Do you know of a counterexample, i.e., a weakly convergent (or bounded) sequence without any subsequence converging almost everywhere?
Thanks a lot in advance! :-)
I wish to elaborate on the example provided by David Mitra.
Assume that $\Omega=(0,2\pi)$ and $f_n(x)=\sin nx$, and assume that this sequence has a subsequence which converged almost everywhere, i.e., $f_{n_k}(x)\to f(x)$, almost everywhere in $[0,2\pi]$.
Clearly $\lvert f(x)\rvert\le 1$, and $f$ measurable, as a limit of measurable functions.

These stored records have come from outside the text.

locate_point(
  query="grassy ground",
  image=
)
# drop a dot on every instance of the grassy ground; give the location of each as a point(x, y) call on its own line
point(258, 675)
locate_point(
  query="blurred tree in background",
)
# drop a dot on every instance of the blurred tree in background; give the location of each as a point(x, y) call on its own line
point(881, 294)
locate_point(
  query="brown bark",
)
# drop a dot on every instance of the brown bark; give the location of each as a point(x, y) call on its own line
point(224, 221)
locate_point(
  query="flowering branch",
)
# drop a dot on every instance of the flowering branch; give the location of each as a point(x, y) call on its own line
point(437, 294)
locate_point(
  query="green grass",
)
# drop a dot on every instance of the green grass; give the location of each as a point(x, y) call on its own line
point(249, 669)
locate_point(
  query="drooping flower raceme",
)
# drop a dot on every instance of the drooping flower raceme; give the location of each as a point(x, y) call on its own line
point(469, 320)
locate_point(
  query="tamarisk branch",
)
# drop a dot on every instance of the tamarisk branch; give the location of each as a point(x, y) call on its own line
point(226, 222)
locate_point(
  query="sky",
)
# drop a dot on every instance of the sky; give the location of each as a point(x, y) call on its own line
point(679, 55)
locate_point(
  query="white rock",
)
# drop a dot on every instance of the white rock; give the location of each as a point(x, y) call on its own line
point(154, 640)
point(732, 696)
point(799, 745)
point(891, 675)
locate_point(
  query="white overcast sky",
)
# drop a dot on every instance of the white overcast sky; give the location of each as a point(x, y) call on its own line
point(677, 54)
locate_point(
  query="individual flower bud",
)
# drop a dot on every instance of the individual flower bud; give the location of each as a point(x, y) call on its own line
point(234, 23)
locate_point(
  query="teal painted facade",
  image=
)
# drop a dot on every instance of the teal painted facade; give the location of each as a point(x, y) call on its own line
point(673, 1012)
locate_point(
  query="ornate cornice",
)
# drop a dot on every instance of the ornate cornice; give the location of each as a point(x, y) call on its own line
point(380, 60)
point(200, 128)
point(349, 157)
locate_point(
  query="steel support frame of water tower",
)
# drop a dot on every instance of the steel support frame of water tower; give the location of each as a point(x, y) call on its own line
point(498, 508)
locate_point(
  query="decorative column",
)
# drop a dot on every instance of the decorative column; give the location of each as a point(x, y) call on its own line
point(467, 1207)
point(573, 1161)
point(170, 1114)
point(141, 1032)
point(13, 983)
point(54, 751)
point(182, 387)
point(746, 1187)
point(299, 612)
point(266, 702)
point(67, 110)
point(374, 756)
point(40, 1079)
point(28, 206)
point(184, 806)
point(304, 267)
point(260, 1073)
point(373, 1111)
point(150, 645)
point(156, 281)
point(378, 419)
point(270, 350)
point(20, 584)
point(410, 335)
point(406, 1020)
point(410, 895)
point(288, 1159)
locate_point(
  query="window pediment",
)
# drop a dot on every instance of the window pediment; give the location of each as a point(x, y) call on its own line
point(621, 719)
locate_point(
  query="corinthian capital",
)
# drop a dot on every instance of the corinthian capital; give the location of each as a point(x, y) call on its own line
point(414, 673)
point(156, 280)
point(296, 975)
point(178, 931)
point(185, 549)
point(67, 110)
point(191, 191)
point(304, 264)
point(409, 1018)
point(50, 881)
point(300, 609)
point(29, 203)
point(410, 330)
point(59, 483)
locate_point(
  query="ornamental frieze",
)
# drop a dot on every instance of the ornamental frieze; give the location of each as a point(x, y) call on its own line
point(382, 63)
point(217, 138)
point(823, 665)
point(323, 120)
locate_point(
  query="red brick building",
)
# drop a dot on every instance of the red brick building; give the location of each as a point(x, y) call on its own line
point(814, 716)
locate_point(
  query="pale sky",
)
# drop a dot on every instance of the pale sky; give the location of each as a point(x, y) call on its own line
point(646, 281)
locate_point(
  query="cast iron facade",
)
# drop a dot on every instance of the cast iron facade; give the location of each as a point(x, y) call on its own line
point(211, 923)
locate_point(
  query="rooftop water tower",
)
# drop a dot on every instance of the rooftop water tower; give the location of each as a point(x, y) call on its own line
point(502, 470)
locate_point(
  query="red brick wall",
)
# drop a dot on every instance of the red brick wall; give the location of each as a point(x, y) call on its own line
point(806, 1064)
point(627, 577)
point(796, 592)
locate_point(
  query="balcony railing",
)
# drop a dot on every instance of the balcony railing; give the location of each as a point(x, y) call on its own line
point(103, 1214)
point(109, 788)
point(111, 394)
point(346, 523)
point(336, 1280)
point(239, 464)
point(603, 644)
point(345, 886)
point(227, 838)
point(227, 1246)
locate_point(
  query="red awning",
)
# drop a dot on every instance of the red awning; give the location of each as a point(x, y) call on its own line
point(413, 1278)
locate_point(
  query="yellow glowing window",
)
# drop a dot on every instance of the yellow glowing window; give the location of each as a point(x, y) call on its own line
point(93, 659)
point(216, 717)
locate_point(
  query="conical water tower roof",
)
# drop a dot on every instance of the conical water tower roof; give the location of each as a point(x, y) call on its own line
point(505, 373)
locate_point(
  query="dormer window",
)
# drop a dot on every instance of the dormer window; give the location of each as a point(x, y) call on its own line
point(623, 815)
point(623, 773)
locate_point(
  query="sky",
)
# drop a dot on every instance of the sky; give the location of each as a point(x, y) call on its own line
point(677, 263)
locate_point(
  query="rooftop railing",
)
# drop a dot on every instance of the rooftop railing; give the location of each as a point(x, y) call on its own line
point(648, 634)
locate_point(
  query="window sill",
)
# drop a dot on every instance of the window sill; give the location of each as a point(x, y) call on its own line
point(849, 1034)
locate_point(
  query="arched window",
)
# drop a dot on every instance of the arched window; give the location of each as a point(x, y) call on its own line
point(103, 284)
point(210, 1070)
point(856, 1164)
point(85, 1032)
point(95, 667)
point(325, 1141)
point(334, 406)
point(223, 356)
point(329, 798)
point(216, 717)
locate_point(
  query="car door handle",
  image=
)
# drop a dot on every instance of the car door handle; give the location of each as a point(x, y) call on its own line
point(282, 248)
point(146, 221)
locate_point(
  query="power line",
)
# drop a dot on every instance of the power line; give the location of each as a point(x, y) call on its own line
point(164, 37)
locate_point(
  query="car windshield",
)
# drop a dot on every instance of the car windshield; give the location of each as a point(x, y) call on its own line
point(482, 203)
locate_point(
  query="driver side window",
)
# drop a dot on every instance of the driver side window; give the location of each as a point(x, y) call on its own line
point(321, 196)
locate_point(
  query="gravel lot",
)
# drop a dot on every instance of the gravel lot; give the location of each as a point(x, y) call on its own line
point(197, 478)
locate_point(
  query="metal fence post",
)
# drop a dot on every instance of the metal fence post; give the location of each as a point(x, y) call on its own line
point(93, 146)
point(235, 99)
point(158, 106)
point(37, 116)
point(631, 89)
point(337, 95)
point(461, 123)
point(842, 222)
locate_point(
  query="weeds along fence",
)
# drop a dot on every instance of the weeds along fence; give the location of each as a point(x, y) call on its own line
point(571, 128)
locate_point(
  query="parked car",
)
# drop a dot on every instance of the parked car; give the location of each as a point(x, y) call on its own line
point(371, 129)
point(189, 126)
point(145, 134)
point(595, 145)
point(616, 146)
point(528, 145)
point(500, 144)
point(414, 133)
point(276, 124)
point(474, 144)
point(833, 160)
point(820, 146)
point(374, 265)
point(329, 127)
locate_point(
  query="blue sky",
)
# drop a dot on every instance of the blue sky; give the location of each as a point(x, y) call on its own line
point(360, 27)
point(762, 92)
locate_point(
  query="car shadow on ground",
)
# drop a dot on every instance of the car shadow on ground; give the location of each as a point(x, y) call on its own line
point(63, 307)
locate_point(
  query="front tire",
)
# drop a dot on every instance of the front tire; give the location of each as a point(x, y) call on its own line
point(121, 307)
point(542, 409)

Note also that all the $f_n$'s and $f$ belong to all the $L^p[0,2\pi]$ spaces, since they are all bounded.
But now we are allowed to use Lebesgue Dominated Convergence Theorem, which implies that $$ \int_E f_{n_k}\to \int_E f, \tag{1} $$ for all measurable $E\subset [0,2\pi]$. But $\int_E \sin nx\,dx\to 0$, for all such $E$, due to Riemann Lebesgue Lemma, which implies that only $f\equiv 0$ can satisfy $(1)$. However, Lebesgue Dominated Convergence Theorem also implies that $$ \int_0^{2\pi} \lvert f_{n_k}(x)-f(x)\rvert\,dx=\int_0^{2\pi} \lvert f_{n_k}(x)\rvert\,dx\to 0, $$ which of course is not true as $\int_0^{2\pi} \lvert \sin nx\rvert\,dx=4$, for all $n$.